シンプルな図を描くことによって問題点を明確にし、改善方法を考える「図解改善」を提案する書籍が、その名も『誰でもデキる人に見える 図解de仕事術』(多部田憲彦著、明日香出版社)。

著者は、「日産自動車のルノー日産共同購買本部リージョナル・サプライヤー・パフォーマンス・マネージャー」としてワールドワイドに活躍する人物。と書くと華やかに聞こえますが、注目すべきは小学3年生で吃音(どもり)症となってから人との会話が苦痛になり、孤独な学生生活を送ってきたという事実です。しかし、図解によって問題を解決できるようになってから、仕事やコミュニケーションの能力が劇的に高まったのだとか。それはなぜなのか? 図解のメリットを説いたChapter 1「図解de認められる」に目を向けてみましょう。

1.「口べたでも相手に通じる」(18ページより)

著者が図解の素晴らしさを実感したのは入社1年目のころ。当時の上司が、目の前で展開されるプレゼンテーションの内容を図式化して矛盾を突いてみせたときだそうです。「頭の中だけで考えているだけでは見えなかったことが、一枚の図表を描くだけで、こんなに明確に整理できるのか!」と感じ、それが以後の人生に大きな影響を与えるわけです。

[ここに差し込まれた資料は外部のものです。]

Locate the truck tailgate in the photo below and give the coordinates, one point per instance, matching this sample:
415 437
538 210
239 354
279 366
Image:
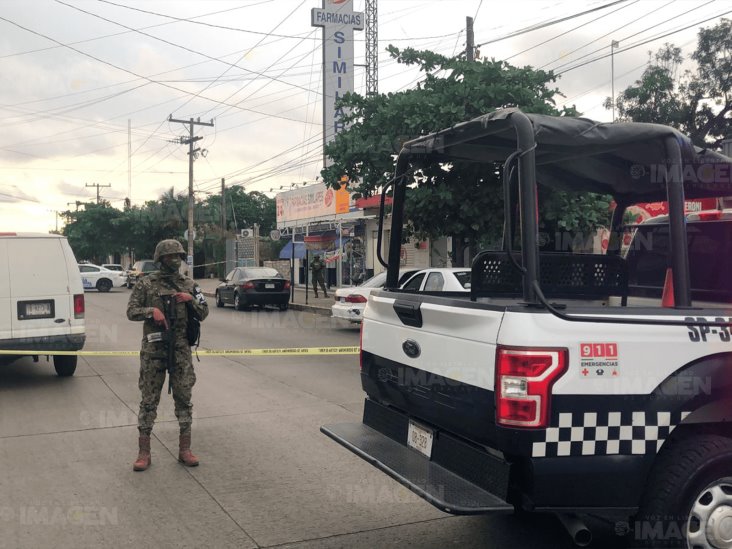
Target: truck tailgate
434 359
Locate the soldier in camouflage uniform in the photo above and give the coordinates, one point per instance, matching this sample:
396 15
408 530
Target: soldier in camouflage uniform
146 304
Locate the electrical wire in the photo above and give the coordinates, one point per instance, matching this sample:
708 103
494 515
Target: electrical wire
644 42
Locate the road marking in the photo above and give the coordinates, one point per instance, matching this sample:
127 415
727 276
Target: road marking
289 351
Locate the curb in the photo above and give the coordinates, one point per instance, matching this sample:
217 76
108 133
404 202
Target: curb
294 306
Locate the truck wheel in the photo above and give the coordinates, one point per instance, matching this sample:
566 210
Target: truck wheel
688 502
104 285
65 365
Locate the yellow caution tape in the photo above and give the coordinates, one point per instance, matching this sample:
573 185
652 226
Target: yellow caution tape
210 352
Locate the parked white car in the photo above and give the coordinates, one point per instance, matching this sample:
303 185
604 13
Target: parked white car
350 302
454 279
41 307
99 278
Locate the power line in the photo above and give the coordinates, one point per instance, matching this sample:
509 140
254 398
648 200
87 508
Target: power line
571 30
625 38
185 92
231 66
652 39
548 24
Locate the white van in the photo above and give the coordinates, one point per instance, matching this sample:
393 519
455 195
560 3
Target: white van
41 298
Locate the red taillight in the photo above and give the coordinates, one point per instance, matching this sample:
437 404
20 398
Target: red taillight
360 349
79 306
524 380
713 215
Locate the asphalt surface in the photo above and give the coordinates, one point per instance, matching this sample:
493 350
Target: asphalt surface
268 477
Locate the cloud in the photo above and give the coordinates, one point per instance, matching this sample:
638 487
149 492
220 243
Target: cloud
12 194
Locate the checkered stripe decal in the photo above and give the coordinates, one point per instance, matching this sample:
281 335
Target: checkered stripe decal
607 433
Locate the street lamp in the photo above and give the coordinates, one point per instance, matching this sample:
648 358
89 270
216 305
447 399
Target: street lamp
613 44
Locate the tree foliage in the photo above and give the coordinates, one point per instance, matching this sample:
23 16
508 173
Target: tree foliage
461 199
696 102
100 230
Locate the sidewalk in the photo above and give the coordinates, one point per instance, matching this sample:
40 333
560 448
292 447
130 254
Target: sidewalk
320 305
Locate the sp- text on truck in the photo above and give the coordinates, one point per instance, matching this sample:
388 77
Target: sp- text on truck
568 383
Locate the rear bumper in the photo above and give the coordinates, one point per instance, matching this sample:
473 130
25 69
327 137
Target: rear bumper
265 299
346 311
459 478
71 342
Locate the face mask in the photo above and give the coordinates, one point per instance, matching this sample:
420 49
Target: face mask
170 263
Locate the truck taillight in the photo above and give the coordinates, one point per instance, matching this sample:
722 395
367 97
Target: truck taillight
360 349
79 306
524 381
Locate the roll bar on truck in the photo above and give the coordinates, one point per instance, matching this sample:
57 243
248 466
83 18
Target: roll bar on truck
549 388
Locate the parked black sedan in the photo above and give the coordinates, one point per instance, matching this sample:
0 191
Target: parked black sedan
247 286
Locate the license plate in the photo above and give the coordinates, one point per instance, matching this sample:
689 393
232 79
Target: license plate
35 309
420 438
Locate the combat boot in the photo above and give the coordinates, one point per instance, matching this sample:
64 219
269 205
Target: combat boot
185 456
143 458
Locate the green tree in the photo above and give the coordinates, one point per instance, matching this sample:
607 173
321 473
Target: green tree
247 208
697 102
93 232
461 199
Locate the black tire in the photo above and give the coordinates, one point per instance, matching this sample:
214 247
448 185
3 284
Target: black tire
104 285
65 365
677 499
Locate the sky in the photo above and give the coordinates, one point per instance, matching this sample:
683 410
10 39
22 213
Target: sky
87 87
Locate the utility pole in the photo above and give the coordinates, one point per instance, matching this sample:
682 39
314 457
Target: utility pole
223 208
129 159
222 272
470 40
191 154
372 48
97 185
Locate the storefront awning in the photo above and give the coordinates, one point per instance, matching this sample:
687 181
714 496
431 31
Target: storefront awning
286 252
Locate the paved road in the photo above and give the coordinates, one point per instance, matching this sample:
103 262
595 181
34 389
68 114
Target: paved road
268 477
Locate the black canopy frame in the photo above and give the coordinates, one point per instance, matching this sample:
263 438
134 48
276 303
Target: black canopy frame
633 162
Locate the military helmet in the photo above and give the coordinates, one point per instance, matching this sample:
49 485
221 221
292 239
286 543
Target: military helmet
167 247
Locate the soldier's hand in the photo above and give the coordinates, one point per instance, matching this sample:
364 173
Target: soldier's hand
159 318
183 297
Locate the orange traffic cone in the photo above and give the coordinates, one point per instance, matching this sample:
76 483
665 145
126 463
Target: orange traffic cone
667 298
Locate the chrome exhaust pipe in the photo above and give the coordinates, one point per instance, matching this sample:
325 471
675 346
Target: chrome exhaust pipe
576 528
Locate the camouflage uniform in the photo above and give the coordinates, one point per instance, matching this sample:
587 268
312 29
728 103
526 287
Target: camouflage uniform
146 295
318 269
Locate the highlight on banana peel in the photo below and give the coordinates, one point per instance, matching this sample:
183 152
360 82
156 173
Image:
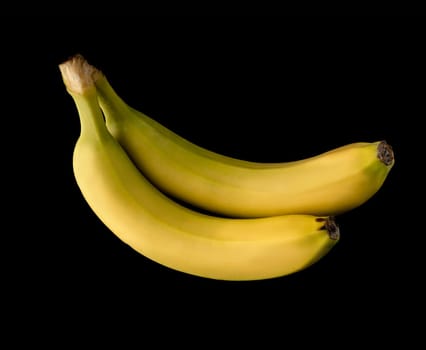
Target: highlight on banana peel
273 219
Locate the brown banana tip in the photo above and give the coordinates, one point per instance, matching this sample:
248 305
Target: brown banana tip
385 153
332 228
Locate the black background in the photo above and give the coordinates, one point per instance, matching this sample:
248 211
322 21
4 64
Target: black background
261 89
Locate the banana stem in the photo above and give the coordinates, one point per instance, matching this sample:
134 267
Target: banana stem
77 76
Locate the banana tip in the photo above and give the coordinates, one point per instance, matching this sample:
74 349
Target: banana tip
385 153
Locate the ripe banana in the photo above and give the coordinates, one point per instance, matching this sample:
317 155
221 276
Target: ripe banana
173 235
327 184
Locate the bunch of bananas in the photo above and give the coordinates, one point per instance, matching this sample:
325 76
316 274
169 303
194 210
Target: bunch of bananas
273 219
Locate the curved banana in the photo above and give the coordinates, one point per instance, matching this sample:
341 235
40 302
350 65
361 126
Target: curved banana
169 233
327 184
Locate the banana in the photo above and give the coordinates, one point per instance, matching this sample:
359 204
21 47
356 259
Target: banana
173 235
330 183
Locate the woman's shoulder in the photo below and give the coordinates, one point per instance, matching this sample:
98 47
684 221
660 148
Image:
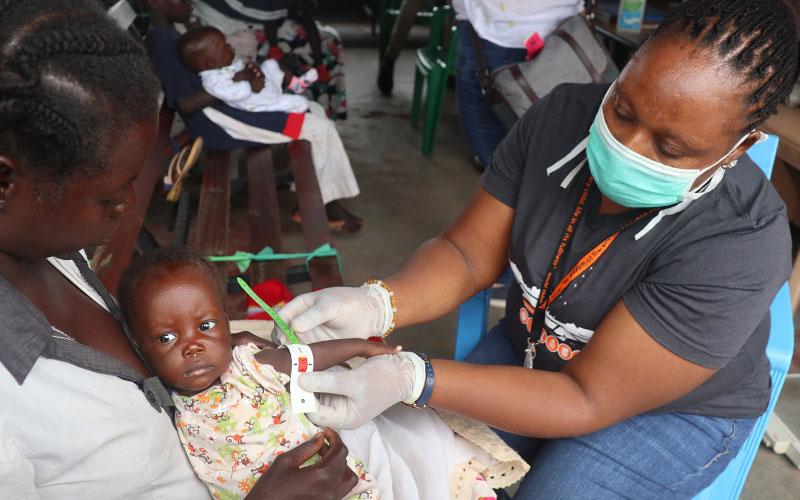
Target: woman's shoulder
569 102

2.「感情論にならず、冷静に結論を導ける」(21ページ)

仕事をしていると、ときには相手に厳しいことを言わなければならないもの。そんなとき言葉だけでやりとりすると感情論に陥りがちですが、図解で事実や根拠を示せば、冷静に結論を導けるそうです。たとえば部下が失敗したとき、感情的になったら部下もやる気を失うだけ。しかし失敗した理由を図解して一緒に整理すれば、失敗も前向きに役立てられるというわけです。

3.「会話の主導権を握れる」(24ページ)

会議の場では、とかく声の大きな人のペースでものごとが進みがち。しかし図解のスキルを身につければ、どんな会議でも主導権を握ることが可能。相手が外人であったとしても、英語がペラペラでなかったとしても、図式化すれば伝わるため、自然に「議長役」として尊重してもらえるのだといいます。多くのビジネスを成功させてきた著者の英語力が「典型的なジャパニーズ・イングリッシュで、『adjust』を"アジャスト"ではなく"アドジャスト"と発音して修正を促されるほど」だというので、なんだか妙に説得力があります。

4.「文字を書くより早く納得させる」(27ページ)

「エレベータートーク」がそうであるように、短時間で相手に説明しなければならないことがあります。そんなときにも、図解が役立つのだとか。そして重要なのが、目的は「美しく描くこと」ではなく、あくまで「こちらの意図を正確に伝えること」だということ。キレイな図にこだわって時間を書けるのでは本末転倒。1つの図は、1分以内で描きあげる。キレイに描こうと思わず、手描きで済ませることがポイントだそうです。

5.「議事録は1分で完成させる」(30ページ)

会議の議事録は、A4用紙1枚程度が原則。あまり長いと、誰にも読まれずに放置されてしまうからです。そこで著者がおすすめしているのが、会議中から図解を使って論議の内容を可視化し、その場で出席者から確認をとること。1分で「この会議で大事なポイントは〜と〜ですね?」と確かめ、図解を撮影し、その写真を書類に貼るだけで簡単に議事録が完成するというわけです。

なお、会議をまとめる「ファシリテーター役」として重宝がられ、なにより会議の中身が頭に残りやすくなるということも、会議の内容を図解でまとめるメリットだとか。いわば、一石三鳥だということです。

ちなみに著者に関しての重要なトピックは、現在も吃音症が治っていないという点。つまり弱点と共存しつつ、そこを図解で補うことで世界規模の成功を実現しているわけです。そう考えればなおさら、本書に書かれていることがいかに大切かがわかるのではないでしょうか。